More background. The molecular machine which removes the introns is called the spliceosome. It’s huge, containing 5 RNAs (called small nuclear RNAs, aka snRNAs), along with 50 or so proteins with a total molecular mass again of around 2,500,000 kiloDaltons. Think about it chemists. Design 50 proteins and 5 RNAs with probably 200,000+ atoms so they all come together forming a machine to operate on other monster molecules — such as the mRNA for Dystrophin alluded to earlier. Hard for me to believe this arose by chance, but current opinion has it that way.

Splicing out introns is a tricky process which is still being worked on. Mistakes are easy to make, and different tissues will splice the same pre-mRNA in different ways. All this happens in the nucleus before the mRNA is shipped outside where the ribosome can get at it.

The papers [ Science vol. 345 pp. 624 – 625, 688 – 693 ’14 ].describe a small molecule which acts on the spliceosome to increase the inclusion of SMN2 exon 7. It does appear to work in patient cells and mouse models of the disease, even reversing weakness.

I was extremely skeptical when I read the papers two years ago. Why?
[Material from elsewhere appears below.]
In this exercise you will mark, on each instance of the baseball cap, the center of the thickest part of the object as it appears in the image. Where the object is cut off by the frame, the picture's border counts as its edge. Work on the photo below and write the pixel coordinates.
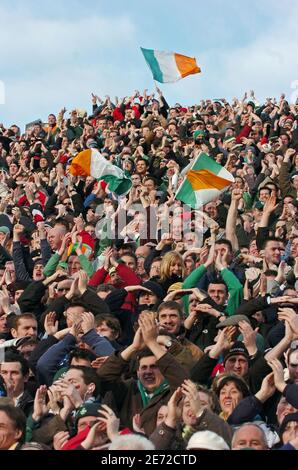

Because just about every protein we make is spliced (except histones), and any molecule altering the splicing machinery seems almost certain to produce effects on many genes, not just SMN2. If it really works, these guys should get a Nobel.

Well, I shouldn’t have been so skeptical. I can’t say much more about the chemistry of the drug (nusinersen) until the papers come out.

Fortunately, the couple (a cop and a nurse) took the 25% risk of another child with the same thing and produced a healthy infant a few years later.